As ciências histórico-sociais se constituem, então, a partir de um ponto de vista em que a conexão interna de suas propostas (na sua relação com outras disciplinas) se realiza através da problematização das questões.

A explicação dos fenômenos, para Weber, restringe-se a uma série definida de elementos, determinada em cada caso, obedecendo a uma relação específica com os fenômenos. É o processo de “imputação” dos fenômenos a suas “causas”; por isso falará em “causalidade acidental” e “causalidade adequada”.

Em Weber observam-se a ampliação do conceito de explicação causal corrente nas ciências sociais e a opção por um condicionalismo da explicação pela causalidade. Procura ele explicar os fenômenos histórico-sociais em sua individualidade ou especificidade; daí a importância da sua construção do tipo ideal. Destacando unilateralmente um ou mais aspectos significativos do fenômeno estudado, verificando se ele obedece à imputação causal e de sentido, Weber elabora o tipo ideal de dominação como “burocrático”, “patrimonial” ou “carismático”.

A forma de denominação se origina via ação social que estrutura a relação social — de comunidade ou de luta —, criando a emergência da forma de Estado.

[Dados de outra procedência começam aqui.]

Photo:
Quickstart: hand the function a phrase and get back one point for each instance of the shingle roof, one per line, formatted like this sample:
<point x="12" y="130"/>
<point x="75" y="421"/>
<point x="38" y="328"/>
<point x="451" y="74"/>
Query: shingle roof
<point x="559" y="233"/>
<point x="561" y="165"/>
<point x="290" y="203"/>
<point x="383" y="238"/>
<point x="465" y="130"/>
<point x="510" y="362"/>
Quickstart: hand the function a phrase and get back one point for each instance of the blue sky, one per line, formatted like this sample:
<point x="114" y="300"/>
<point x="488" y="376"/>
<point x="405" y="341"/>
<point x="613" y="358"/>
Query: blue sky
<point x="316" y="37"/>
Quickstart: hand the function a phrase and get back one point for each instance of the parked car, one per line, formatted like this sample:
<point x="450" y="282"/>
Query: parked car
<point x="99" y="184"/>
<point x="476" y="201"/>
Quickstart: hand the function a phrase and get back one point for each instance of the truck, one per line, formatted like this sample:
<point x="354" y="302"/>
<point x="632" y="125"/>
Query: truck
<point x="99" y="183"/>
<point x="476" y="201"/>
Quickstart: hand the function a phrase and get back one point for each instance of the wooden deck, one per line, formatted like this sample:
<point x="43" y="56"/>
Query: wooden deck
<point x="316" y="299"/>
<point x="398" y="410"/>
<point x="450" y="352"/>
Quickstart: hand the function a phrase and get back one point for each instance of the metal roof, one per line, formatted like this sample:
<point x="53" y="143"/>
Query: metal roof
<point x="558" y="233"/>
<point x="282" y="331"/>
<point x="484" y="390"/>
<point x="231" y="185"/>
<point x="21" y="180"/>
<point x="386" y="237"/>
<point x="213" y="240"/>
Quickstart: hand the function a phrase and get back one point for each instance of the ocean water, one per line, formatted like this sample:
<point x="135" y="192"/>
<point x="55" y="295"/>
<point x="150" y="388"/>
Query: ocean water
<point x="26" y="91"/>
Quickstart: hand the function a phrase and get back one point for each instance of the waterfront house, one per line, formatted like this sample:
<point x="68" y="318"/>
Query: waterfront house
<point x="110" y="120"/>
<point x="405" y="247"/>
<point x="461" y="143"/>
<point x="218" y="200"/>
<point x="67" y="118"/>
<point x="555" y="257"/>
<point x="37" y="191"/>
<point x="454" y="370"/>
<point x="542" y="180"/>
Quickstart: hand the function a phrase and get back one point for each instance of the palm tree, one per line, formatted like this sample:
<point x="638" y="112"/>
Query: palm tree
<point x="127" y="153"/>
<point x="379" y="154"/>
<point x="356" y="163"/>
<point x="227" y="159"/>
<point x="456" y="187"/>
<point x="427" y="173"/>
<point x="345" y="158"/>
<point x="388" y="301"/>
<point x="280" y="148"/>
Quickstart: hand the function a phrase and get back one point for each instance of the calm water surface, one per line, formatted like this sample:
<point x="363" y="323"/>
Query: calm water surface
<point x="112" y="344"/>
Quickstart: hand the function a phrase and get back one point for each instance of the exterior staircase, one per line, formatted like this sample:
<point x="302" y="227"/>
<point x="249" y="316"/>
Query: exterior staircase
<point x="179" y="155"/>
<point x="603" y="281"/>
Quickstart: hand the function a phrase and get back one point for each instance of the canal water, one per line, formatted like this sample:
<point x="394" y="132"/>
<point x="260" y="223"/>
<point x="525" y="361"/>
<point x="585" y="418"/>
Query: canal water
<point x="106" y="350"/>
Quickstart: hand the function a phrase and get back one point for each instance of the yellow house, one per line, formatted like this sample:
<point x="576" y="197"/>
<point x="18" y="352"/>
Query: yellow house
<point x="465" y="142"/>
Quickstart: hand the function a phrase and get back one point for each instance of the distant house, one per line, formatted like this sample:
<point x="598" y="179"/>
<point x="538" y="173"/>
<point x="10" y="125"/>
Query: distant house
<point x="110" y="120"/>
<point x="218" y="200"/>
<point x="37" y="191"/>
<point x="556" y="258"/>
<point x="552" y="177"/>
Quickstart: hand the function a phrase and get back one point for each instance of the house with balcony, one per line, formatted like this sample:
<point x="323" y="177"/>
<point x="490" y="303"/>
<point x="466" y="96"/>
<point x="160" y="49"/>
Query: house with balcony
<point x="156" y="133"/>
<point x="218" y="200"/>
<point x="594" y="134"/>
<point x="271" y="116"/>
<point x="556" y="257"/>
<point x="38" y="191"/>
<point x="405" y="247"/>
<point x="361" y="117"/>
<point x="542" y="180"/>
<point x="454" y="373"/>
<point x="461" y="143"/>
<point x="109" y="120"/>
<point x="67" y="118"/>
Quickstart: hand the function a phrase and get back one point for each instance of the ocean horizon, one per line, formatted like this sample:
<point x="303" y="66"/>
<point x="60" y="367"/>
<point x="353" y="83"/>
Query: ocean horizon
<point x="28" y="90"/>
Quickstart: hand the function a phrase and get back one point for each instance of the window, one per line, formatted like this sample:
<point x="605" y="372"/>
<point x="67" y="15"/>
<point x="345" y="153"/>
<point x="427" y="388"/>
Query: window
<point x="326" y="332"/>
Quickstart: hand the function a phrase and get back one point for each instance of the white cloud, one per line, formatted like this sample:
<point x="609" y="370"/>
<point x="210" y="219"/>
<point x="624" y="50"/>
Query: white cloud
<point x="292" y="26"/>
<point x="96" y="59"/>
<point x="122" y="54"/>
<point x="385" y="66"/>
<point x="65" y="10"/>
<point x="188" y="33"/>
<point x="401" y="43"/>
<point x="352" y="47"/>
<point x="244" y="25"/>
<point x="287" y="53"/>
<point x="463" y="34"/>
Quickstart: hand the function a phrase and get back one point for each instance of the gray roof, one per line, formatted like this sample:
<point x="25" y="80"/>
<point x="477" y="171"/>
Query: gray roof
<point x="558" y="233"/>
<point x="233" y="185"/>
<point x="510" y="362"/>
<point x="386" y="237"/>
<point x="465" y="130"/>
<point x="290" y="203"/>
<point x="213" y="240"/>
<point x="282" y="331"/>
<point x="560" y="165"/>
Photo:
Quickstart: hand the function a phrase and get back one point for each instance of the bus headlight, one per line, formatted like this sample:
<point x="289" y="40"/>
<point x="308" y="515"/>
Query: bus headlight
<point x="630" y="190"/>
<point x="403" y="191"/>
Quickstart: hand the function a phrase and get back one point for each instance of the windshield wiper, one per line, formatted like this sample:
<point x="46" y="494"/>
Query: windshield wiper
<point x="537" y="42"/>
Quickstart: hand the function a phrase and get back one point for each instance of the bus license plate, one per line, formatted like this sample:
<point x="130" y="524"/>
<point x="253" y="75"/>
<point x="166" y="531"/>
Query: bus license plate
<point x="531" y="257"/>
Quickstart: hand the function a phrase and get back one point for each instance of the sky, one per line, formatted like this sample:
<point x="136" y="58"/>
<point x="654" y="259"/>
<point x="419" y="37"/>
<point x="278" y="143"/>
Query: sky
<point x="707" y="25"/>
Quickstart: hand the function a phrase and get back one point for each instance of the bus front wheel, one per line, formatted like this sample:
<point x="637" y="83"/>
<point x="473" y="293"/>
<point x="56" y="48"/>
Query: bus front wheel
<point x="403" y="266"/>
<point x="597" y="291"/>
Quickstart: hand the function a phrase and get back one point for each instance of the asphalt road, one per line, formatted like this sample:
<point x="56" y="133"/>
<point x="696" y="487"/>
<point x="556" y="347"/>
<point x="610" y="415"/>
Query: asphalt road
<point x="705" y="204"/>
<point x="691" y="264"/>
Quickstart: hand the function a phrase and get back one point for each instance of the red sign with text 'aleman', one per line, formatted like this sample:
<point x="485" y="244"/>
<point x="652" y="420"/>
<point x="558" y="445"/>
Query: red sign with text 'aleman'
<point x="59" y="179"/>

Weber distingue o poder de dominação da seguinte forma: primeiro, ocorre através do domínio pela força bruta; segundo, dá-se através do domínio pela legitimação, seja carismática, burocrática ou patrimonial.

Essencial é sua visão da especificidade da civilização ocidental, objeto de sua preocupação central, cujos fundamentos básicos são a racionalização, a urbanização e a secularização.

A obra constitui uma espécie de Suma metodológica, que engloba os aspectos mais relevantes dos fundamentos das ciências sociais. Consiste em leitura obrigatória para quem deseja conhecer os fundamentos da obra de Weber mais como “atitude” do que como sistema fechado de conhecimento.

Max Weber é um autor clássico, portanto, atual. Se pudéssemos sintetizar a temática central do conjunto de sua obra, diríamos que ela se debruça sobre os problemas da racionalização, da secularização, da burocratização das estruturas e dos comportamentos das pessoas como traços específicos da civilização ocidental.

Racionalização, secularização e individualismo, traços dominantes da nossa civilização e da modernidade, promovem a autonomia relativa das inúmeras áreas do conhecimento, daí a impossibilidade de uma teoria ontológica do social.

Nem a ciência, nem a filosofia podem dar um “sentido” à existência. A modernidade não comporta “soluções”. Cabe ao homem conviver com os “paradoxos”.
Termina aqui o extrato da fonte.